After a stomach illness, your gut bacteria take a hit. Probiotics can help speed recovery. Two strains have the best clinical track record: Lactobacillus rhamnosus GG and Saccharomyces boulardii. Both have been shown to reduce the duration of acute infectious diarrhea by roughly one day and decrease stool frequency. The European Society for Paediatric Gastroenterology specifically recommends these strains for children recovering from gastroenteritis, and the evidence applies to adults as well.
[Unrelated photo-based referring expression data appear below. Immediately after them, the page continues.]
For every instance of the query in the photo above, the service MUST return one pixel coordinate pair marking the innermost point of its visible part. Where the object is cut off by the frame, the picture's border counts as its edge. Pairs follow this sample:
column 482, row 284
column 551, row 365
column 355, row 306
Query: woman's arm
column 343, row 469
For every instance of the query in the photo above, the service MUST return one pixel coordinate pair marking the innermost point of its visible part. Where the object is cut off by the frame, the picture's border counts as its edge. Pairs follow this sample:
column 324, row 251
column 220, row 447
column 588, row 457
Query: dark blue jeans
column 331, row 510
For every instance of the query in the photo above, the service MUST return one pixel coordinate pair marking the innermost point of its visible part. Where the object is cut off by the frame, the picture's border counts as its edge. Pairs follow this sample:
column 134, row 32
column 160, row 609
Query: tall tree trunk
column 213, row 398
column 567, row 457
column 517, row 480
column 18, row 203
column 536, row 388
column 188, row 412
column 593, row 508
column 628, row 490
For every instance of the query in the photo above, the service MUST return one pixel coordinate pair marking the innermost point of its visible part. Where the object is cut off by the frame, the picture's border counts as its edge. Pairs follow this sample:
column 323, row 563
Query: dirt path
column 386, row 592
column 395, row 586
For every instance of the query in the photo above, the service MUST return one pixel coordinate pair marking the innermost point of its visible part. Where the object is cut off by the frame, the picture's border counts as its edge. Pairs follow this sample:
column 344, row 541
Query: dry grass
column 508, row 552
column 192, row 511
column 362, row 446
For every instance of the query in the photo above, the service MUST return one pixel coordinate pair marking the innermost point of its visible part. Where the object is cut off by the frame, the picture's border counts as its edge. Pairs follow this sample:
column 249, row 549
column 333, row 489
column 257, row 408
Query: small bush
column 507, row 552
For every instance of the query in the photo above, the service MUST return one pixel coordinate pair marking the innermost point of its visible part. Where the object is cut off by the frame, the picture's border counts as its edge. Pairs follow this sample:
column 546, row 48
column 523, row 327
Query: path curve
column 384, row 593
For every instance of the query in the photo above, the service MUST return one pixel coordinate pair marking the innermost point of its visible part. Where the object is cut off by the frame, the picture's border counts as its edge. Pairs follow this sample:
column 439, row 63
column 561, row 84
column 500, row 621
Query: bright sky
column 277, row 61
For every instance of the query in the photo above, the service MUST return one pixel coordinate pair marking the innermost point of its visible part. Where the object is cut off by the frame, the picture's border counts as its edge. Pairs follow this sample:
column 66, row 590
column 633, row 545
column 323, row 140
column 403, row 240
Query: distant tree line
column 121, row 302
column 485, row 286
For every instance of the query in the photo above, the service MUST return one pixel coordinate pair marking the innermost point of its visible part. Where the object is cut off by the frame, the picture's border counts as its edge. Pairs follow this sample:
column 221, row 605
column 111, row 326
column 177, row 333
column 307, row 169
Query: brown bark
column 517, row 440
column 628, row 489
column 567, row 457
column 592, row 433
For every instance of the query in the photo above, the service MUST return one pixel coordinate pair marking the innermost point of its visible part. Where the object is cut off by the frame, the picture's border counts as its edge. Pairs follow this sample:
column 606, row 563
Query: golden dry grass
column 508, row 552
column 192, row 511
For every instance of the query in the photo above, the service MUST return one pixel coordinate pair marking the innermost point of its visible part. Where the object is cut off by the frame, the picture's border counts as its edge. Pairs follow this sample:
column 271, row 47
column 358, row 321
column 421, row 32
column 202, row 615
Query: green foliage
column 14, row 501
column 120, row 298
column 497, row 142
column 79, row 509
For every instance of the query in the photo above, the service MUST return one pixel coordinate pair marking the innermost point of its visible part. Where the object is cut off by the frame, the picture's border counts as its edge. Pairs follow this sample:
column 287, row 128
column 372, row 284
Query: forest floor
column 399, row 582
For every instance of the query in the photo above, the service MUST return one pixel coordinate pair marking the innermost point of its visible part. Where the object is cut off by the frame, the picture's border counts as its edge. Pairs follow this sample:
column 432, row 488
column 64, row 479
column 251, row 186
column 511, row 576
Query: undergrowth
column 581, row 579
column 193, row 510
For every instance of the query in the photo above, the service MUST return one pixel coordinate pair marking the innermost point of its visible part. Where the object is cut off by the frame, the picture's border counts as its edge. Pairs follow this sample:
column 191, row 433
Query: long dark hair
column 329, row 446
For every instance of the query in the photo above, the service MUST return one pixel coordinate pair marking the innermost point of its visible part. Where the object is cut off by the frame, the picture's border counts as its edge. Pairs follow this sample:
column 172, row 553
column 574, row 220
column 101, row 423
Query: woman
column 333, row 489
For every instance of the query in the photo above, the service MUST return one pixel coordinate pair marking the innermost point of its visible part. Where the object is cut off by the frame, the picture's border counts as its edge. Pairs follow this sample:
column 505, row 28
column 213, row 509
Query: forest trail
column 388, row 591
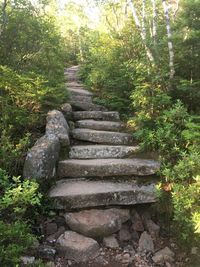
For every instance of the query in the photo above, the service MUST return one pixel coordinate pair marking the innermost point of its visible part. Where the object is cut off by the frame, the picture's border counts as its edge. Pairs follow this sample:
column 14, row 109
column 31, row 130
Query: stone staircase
column 102, row 168
column 100, row 171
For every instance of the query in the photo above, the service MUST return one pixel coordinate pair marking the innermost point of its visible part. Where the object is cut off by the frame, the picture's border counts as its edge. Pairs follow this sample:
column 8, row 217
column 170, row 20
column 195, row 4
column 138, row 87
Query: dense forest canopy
column 141, row 57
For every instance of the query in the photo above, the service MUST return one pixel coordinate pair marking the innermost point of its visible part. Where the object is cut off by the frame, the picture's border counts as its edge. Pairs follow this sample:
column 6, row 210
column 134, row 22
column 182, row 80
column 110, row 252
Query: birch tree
column 169, row 36
column 154, row 28
column 141, row 31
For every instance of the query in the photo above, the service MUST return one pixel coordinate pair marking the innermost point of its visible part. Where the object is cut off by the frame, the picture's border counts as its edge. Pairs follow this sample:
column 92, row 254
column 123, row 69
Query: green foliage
column 15, row 239
column 166, row 135
column 18, row 197
column 186, row 204
column 32, row 56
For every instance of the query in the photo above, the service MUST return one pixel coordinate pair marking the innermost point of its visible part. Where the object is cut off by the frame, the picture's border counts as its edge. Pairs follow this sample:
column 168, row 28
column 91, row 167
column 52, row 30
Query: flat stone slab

You can find these in supplement form or in fermented foods like yogurt (which commonly contains Lactobacillus strains), kefir, and certain fermented drinks. Yogurt has the added benefit of being cool, soft, and easy to eat when your throat hurts or your appetite is low. If dairy concerns you during a respiratory illness, the evidence is reassuring: clinical studies have found no increase in mucus production from drinking milk when researchers actually measured it, despite the widespread belief.

Foods to Avoid While Sick

Some foods are harder for your body to process when it’s already fighting an infection. Greasy, fried, or very spicy foods can worsen nausea and irritate an already sensitive digestive system. High-fiber raw vegetables, while normally healthy, can be tough on a stomach that’s recovering from a bug. Alcohol dehydrates you and suppresses immune function. Caffeine in large amounts also contributes to fluid loss, though a small cup of tea is generally fine and can soothe a sore throat.

Very sugary foods and drinks can also cause problems. High concentrations of sugar in the gut can draw water into the intestines and worsen diarrhea. If you’re drinking juice, diluting it with water helps. Stick with simple, lightly seasoned foods until your appetite returns to normal, then gradually reintroduce your regular diet over a few days.